Такова была невидимая пара, заполнявшая музыкой тяжелое молчание, воцарившееся между двумя молодыми людьми.
Но вот что-то снова смешалось в мелодии, разлившейся в безмятежном спокойствии ночи, и на какое-то время она прервалась. В наступившей тишине, продолжая последние слова Стиковича, Гласинчанин каким- то деревянным голосом проговорил:
– Смешно?! Да, по правде говоря, во всей этой дискуссии много смешного.
Стикович поспешно вырвал сигарету изо рта, а Гласинчанин неторопливо, но уверенно стал излагать свою мысль, давно уже, как видно, его мучившую.
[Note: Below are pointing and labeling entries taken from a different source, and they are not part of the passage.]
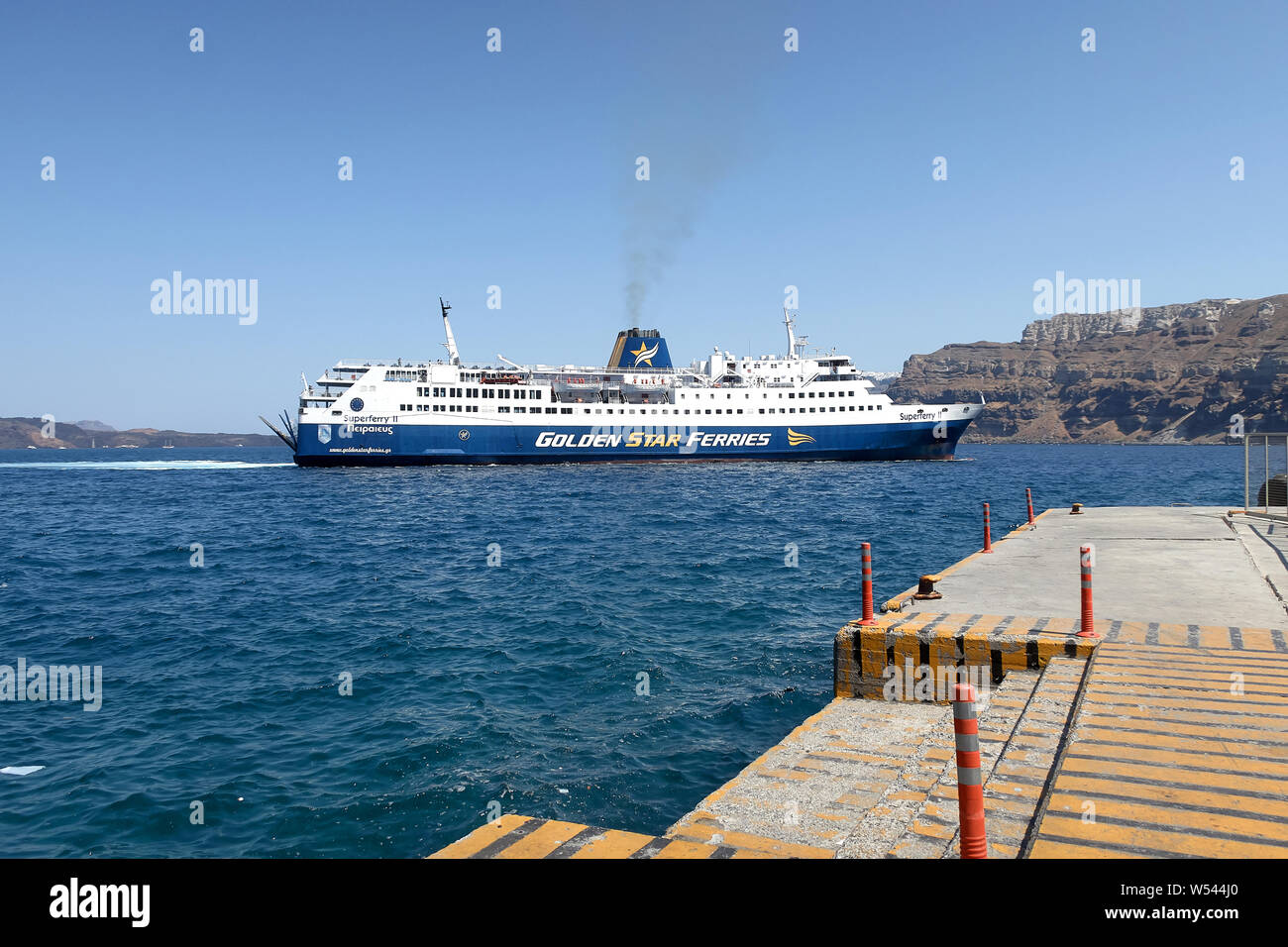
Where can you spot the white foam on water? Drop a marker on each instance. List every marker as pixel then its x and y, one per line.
pixel 143 466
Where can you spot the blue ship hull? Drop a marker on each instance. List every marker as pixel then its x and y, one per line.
pixel 394 445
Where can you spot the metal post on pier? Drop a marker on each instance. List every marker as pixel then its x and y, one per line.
pixel 1267 476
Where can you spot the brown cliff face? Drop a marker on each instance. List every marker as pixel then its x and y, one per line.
pixel 1167 373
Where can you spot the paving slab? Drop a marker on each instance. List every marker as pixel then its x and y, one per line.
pixel 1181 565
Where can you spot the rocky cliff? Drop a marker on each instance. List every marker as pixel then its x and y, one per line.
pixel 30 432
pixel 1166 373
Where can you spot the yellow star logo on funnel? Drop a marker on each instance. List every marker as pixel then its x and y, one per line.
pixel 644 355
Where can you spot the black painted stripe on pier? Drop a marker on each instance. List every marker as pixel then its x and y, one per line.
pixel 514 835
pixel 1176 767
pixel 1115 847
pixel 1167 732
pixel 1176 804
pixel 652 848
pixel 1185 831
pixel 1201 751
pixel 1168 784
pixel 578 843
pixel 960 638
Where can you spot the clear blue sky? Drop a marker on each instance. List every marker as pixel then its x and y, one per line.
pixel 518 170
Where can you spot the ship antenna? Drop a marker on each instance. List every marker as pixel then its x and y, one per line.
pixel 451 342
pixel 795 346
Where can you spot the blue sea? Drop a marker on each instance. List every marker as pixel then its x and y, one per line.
pixel 640 637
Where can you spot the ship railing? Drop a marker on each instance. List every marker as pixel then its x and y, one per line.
pixel 1258 466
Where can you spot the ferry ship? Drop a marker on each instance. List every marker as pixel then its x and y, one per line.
pixel 638 406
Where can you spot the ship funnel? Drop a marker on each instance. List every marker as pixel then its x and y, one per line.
pixel 639 348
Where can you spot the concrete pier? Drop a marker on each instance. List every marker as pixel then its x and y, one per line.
pixel 1163 736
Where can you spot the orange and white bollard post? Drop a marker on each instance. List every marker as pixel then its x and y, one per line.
pixel 970 788
pixel 867 585
pixel 1087 557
– Я внимательно прислушиваюсь ко всем этим дискуссиям, и между вами двумя, и между другими образованными людьми в городе; читаю газеты и журналы. И чем больше слушаю, тем сильнее убеждаюсь, что большинство этих устных или письменных дискуссий не имеет никакой связи с жизнью, ее насущными потребностями и проблемами. Ибо я-то на себе самом чувствую и ощущаю эту самую натуральную жизнь, – жизнь, которой живут все вокруг. Возможно, я неправ или, может быть, недостаточно удачно выражаюсь, но часто мне на ум приходит мысль о том, что технический прогресс и относительный покой создали иллюзорную, искусственную атмосферу затишья, в которой определенный класс людей, так называемых интеллигентов, получил возможность совершенно беспрепятственно предаваться праздной и увлекательной игре в идеи и «взгляды на жизнь и мир». Этакий род интеллектуальной оранжереи с искусственным климатом и экзотической флорой, без всякой связи с землей и настоящей твердой почвой, по которой перемещаются массы живых людей. Вы думаете, что печетесь о судьбе этих масс и их использовании в борьбе за достижение высших целей, намеченных вами для них, в действительности же ваши умствования не имеют никакой связи с подлинной жизнью масс, как и с жизнью вообще. И в этом смысле игра ваша становится опасной, или, во всяком случае, может стать опасной как для других, так и для вас самих.
Гласинчанин на мгновение остановился. Пораженный продуманностью и стройностью излагаемой ему концепции, Стикович и не пытался возражать или противоречить. Единственно при слове «опасной» он изобразил рукой иронический жест. Задетый за живое, Гласинчанин заторопился дальше:
– Бог ты мой, да послушать вас, так подумаешь, что все вопросы на земле счастливо разрешены, все опасности устранены на веки вечные, все дороги укатаны и открыты, так что остается только двинуться по ним. А в действительности ничего еще не решено, и нелегко решить, и часто нет надежды решить, ибо все трудно и запутанно, дорого и сопряжено с неоправданным риском; нигде ни следа не видать ни от смелых проектов Херака, ни от твоих безбрежных перспектив. Бьется человек весь свой век, но и самого необходимого не получает, не говоря уж о том, чего он хотел бы. Что же до теорий, вами проповедуемых, то они лишь удовлетворяют извечную потребность человека в игре, льстят тщеславию, да еще обманывают и вас и других. Такова истина или, по крайней мере, таковой она мне представляется.
– Ничего подобного. Сравни, пожалуйста, разные исторические эпохи, и перед тобой воочию предстанет так называемый прогресс и смысл человеческой борьбы, а соответственно и «теорий», которые дают ей направление.